The raw NGS data of the E. pseudoconspersa genome were deposited in the NCBI Sequence Read Archive under the BioProject accession number PRJNA1299575. The RNA-Seq data are available under Bioproject PRJNA1198692. The final assembled E. pseudoconspersa genome was deposited in the China National GeneBank DataBase under the accession number CNA0509021. Genome assembly and annotation files were deposited in Figshare database.

Technical Validation

The completeness of the assembly was evaluated using Benchmarking Universal Single-Copy Orthologs (BUSCO) v4.0.538 (version of the reference database: -l lepidoptera_odb10 -g genome) and Core Eukaryotic Gene Mapping Approach (CEGMA) v239,40,41,42. The analysis identified 98.69% complete BUSCOs (98.07% single-copy BUSCOs and 0.062% duplicated BUSCOs) and 96.77% core genes.

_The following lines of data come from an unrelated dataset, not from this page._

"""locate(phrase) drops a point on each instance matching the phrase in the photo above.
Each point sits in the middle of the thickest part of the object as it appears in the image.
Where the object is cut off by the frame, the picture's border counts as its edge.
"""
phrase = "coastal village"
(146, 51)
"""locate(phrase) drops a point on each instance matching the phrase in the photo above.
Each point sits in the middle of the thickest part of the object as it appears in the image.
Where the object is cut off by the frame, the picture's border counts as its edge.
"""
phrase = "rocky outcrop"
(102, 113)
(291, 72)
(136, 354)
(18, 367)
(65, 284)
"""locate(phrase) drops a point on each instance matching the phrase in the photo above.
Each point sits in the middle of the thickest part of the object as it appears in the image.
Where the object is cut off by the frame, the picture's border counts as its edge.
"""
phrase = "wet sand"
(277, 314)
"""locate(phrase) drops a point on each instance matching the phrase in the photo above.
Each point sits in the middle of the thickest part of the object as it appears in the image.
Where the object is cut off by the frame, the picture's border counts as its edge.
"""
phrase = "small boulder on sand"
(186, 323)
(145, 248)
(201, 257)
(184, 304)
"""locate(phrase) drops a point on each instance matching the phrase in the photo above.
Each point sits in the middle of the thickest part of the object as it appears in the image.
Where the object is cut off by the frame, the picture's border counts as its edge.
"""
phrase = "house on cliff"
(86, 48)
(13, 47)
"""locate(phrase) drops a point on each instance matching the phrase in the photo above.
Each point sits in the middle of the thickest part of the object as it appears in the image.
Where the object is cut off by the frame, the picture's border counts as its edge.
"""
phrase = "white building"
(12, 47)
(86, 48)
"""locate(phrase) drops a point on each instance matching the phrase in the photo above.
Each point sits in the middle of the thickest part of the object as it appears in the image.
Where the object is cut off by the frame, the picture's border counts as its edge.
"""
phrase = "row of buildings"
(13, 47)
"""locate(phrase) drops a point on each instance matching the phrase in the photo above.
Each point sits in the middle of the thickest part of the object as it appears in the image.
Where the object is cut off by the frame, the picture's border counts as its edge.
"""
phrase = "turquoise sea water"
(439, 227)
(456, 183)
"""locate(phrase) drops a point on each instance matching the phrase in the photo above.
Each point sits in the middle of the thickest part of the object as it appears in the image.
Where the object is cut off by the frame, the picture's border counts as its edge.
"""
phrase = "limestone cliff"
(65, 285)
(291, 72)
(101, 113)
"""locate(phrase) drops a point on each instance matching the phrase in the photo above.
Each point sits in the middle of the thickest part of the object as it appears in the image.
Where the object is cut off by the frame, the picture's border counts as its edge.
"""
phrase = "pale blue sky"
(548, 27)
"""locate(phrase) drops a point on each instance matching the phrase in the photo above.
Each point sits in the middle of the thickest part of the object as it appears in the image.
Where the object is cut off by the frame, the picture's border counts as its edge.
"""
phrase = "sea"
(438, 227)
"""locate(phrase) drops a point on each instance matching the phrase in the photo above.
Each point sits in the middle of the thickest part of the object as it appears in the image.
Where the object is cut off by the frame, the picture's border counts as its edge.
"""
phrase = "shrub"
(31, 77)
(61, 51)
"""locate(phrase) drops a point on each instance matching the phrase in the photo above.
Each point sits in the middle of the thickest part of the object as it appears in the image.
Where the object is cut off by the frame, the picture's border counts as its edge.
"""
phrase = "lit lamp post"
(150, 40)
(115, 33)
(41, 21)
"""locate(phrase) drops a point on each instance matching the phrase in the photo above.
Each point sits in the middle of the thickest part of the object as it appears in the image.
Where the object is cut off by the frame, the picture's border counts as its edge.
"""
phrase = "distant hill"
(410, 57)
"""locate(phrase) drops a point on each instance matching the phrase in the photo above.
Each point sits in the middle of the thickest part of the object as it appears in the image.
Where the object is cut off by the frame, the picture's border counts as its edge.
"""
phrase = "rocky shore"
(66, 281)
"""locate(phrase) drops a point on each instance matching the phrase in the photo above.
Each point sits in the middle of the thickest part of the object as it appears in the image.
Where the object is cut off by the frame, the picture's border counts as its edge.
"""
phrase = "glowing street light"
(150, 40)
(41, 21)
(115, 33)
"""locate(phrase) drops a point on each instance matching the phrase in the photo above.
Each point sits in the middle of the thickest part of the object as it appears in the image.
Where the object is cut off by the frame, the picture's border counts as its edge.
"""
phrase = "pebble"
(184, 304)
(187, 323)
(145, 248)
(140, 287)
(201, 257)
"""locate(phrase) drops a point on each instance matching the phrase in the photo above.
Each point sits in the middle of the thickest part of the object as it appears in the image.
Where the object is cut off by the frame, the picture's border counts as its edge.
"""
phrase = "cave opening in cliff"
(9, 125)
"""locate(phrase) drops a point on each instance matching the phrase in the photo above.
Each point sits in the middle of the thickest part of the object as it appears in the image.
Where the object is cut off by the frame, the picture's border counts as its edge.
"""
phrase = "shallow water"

To evaluate the accuracy of the assembly, all Illumina paired-end reads were mapped to the draft assembly using the BurrowsWheeler aligner (BWA) v0.7.1243, and the mapping rate and genome coverage were assessed using SAMtools v0.1.444. The base accuracy of the assembly was calculated using BCFtools v1.8.045. The results showed that 99.9% of Illumina paired-end reads mapped to the draft assembly. These results suggested that the assembled genome was highly complete and accurate.

The Hi-C heatmap showed that the interaction intensity at diagonal positions was higher than that at nondiagonal positions (Fig. 1c), indirectly confirming the accuracy of the chromosome assembly.